Being obsessive about such things, this led me to
typewriter-related images of Hitchcock (1899-1980), to Robert Bloch (1917-94), who wrote the 1959 novel upon which Stefano’s filmscript was based, and Anthony Perkins (1932-92) and Janet Leigh (1927-2004), the lead actors in Psycho. Happily, there are no typewriters in any images of Ed Gein, left, the killer who was the inspiration for the character of Norman Bates (as well as Leatherface in The Texas Chain Saw Massacre, Ezra Cobb in Deranged and Hannibal Lecter in Silence of the Lambs
).


We didn't all wear yellow hats and yellow shirts in the Press Box.
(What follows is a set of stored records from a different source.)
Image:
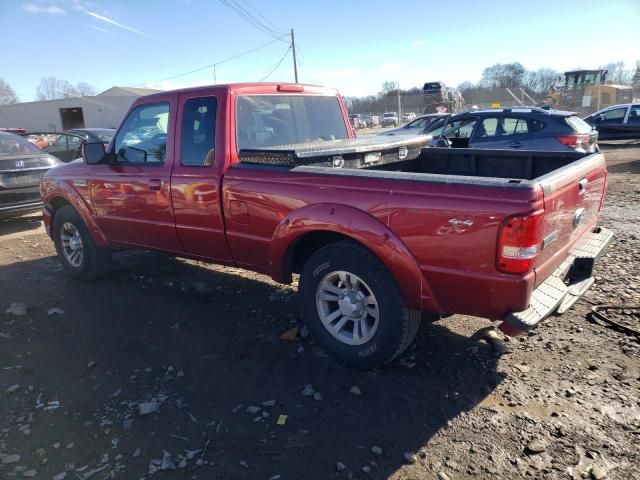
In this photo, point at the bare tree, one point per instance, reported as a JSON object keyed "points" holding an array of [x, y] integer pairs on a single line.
{"points": [[617, 73], [7, 95], [541, 80], [503, 75], [387, 88], [51, 88]]}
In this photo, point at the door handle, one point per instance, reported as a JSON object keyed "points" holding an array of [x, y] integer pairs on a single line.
{"points": [[582, 185], [155, 184]]}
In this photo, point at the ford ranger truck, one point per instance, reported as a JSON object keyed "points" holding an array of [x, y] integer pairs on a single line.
{"points": [[269, 177]]}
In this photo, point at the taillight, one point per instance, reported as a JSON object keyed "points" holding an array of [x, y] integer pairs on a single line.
{"points": [[576, 140], [519, 242]]}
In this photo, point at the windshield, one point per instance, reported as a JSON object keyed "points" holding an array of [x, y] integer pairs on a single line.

The great delight in all this was finding the gorgeous Janet Leigh as 24-year-old Pittsburgh Messenger sports writer Jennifer Paige in the 1951 feel-good movie Angels in the Outfield. After a scathing piece about the Pittsburgh Pirates being walloped by Cincinnati, she gets the wonderful quote from Pirates manager Aloysius Xavier 'Guffy' McGovern* (played by Paul Douglas): “Dogs have fleas, managers have sports writers.” The screenplay, by George Wells, right, and Dorothy Kingsley, was based on a story written by the University of Scranton’s Father Richard Francis Grady, Society of Jesus (below, 1905-1989). The original story appeared under the pseudonym of Richard Conlin, Conlin being Grady’s mother’s maiden name.

We come full circle from MIEACT though Psycho to Angels in the Outfield by mentioning that in the latter movie, words like “wacky” and “looney bin” are used, early reinforcements of old and entrenched misconceptions surrounding mental illness. And, of course, typewriters have helped maintain the links. *The only thing that could be said to connect Guffy McGovern with Ed Gein is that they both owned birdcages. 

We, too, think we have shown balance and poise with this story.

2 comments:

Bill M said...

When it comes to hoarding typewriters I think many of us could be called obsessive.
The big question is; when does collecting become hoarding?

John Cooper said...

The picture of Bloch is a classic. Bloch was extremely prolific in many genres. Someone once said about him that although he could seem creepy and forbidding, he really had "the heart of a small child...he keeps it in a jar on his desk."